Para rematar esta sustancial mejora, a principios de 1960 se le concedió la nacionalidad francesa, momento en el que Antonio y muchos de sus compañeros pensaron en viajar a España para reencontrarse con sus seres queridos. Creían que el pasaporte galo les serviría de escudo contra cualquier tipo de represalia que quisiesen perpetrar contra ellos las autoridades franquistas Un verano, decidió subirse al coche con su amigo Antonio Terres, que ya había viajado a España el año anterior en compañía de su esposa. Al llegar a la frontera, según cuenta Isabel, se produjo una desagradable sorpresa: « Registraron el coche y no encontraron nada porque solo llevábamos ropa y cosas para comer. A Antonio le miraron los papeles y no le dijeron nada, pero al Murciano se lo llevaron a la oficina. Estuvo allí dentro mucho tiempo. Nosotros estábamos muy asustados porque, por la forma en que se lo habían llevado, pensábamos que le iban a detener. Varias horas después le soltaron. Antonio conducía siempre con mucha calma, pero recuerdo que en cuanto su amigo entró en el coche, arrancó a toda velocidad». Dos días después, el Murciano pudo conocer a sus sobrinos y abrazar a su madre y a sus hermanos. No lo hacía desde el invierno de 1938.

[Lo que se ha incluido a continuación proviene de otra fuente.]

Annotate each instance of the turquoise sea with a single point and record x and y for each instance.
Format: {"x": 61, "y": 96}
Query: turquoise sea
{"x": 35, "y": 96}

A partir de entonces, Antonio Hernández pasaba los veranos en Murcia, junto a su hermana Amparo y sus sobrinos. Llegaba siempre cargado de regalos y gastaba mucho dinero en una España mísera que seguía viviendo una realidad en blanco y negro. En el camino desde París se detenía primero en Sigüenza y después en Madrid, en casa de su sobrino Pepe. Con los hijos de este, daba largos paseos por el barrio del Lucero y el paseo de Extremadura. De cuando en cuando hacía una parada en un bar con grandes cristaleras llamado «García», donde pedía un vino o una cerveza. Mientras disfrutaba de ese momento, Antonio no podía imaginar que su paso por el campo de concentración y ese lugar estaban conectados por una triste historia. A menos de 10 metros de ese bar vivió, hasta 1936, José Fontanet, el hombre del que Antonio heredó el número de prisionero 4.443 en Mauthausen.
Ya desde comienzos de los años 70, Antonio se había jubilado e instalado en un pequeño apartamento individual en una residencia de Ivry, «Foyer Municipal de Retraités Louis Bertrand». Los años pasaban pero nunca falló a su cita veraniega con su familia hasta que, a finales de los 80, sufrió los primeros síntomas del Alzheimer. Sumergido en su propio mundo vivió los últimos años de su vida, hasta que falleció el 15 de febrero de 1992 en el hospital Charles Foix de Ivry sur Seine.
Sus restos reposan junto a otros veteranos de guerra y deportados en el cementerio nuevo Gaston Monmousseau. En la lápida solo está grabado su apellido. Sin embargo, una vieja fotografía del joven carabinero Antonio Hernández recuerda que allí yace un murciano que sacrificó su salud, su familia y en definitiva la vida que le correspondía disfrutar, por combatir el fascismo y defender la libertad.